Championne du monde junior 1996, entrée dans la cour des grandes en 1997, première de la classe WTA en 2004, championne des Internationaux d’Australie et de Wimbledon en 2006, victorieuse de 25 titres sur le circuit, Amélie Mauresmo, aujourd’hui 20e mondiale, est à l’hiver de sa première vie, celle de sportive. À 30 ans, elle en a fini avec une saison 2009 au cours de laquelle deux représentantes de la génération 1979, Émilie Loit et Nathalie Dechy, ont raccroché, laissant Amélie la seule de cette prestigieuse cuvée.
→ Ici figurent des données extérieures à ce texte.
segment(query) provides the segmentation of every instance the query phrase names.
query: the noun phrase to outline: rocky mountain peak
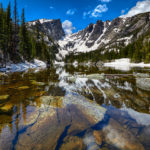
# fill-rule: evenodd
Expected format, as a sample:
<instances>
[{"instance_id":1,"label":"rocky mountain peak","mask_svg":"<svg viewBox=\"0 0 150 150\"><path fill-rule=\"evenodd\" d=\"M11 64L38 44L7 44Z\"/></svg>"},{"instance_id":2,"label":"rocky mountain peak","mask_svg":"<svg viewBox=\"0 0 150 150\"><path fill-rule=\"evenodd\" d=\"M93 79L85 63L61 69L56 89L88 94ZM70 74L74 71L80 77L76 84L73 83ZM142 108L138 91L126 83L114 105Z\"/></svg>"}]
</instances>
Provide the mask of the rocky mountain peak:
<instances>
[{"instance_id":1,"label":"rocky mountain peak","mask_svg":"<svg viewBox=\"0 0 150 150\"><path fill-rule=\"evenodd\" d=\"M89 52L103 48L118 51L115 47L128 45L150 29L150 13L138 14L133 17L118 17L112 21L98 20L89 24L84 30L59 40L60 57L69 53Z\"/></svg>"},{"instance_id":2,"label":"rocky mountain peak","mask_svg":"<svg viewBox=\"0 0 150 150\"><path fill-rule=\"evenodd\" d=\"M65 36L60 19L39 19L27 23L30 30L35 30L36 26L40 32L44 33L53 40L58 41Z\"/></svg>"}]
</instances>

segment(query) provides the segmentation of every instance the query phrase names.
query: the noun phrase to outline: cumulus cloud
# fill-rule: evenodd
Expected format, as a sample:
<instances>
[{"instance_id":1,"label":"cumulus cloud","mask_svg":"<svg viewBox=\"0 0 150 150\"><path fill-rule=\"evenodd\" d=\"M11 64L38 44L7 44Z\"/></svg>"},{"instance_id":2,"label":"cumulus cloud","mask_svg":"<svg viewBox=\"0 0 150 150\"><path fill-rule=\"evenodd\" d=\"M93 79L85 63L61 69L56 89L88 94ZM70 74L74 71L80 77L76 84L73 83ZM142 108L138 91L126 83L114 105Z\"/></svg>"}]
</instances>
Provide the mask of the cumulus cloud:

Pour elle, 2009 aura été pétrie de hauts et bas. Un troisième tour en Australie, une belle victoire très émouvante à Paris en février, comme ce superbe baroud de championne, en avril – elle avait été l’héroïne de la victoire contre la Slovaquie pour permettre à la France rester dans le groupe mondial de Fed Cup. Après avoir remporté ses deux matches en simple, elle avait apporté le point de victoire en double avec Nathalie Dechy. Puis un premier tour à Roland Garros, un huitième de finale à Wimbledon. L’été américain s’annonçait bien, Amélie Mauresmo s’était hissée en demi-finale du tournoi de New Haven… avant de s’en aller dès le deuxième tour des Internationaux des États-Unis.

Sur son site, aujourd’hui, elle parle d’envie, de plaisir de jouer. Ce jeudi soir, on a un peu plus conscience du temps qui passe.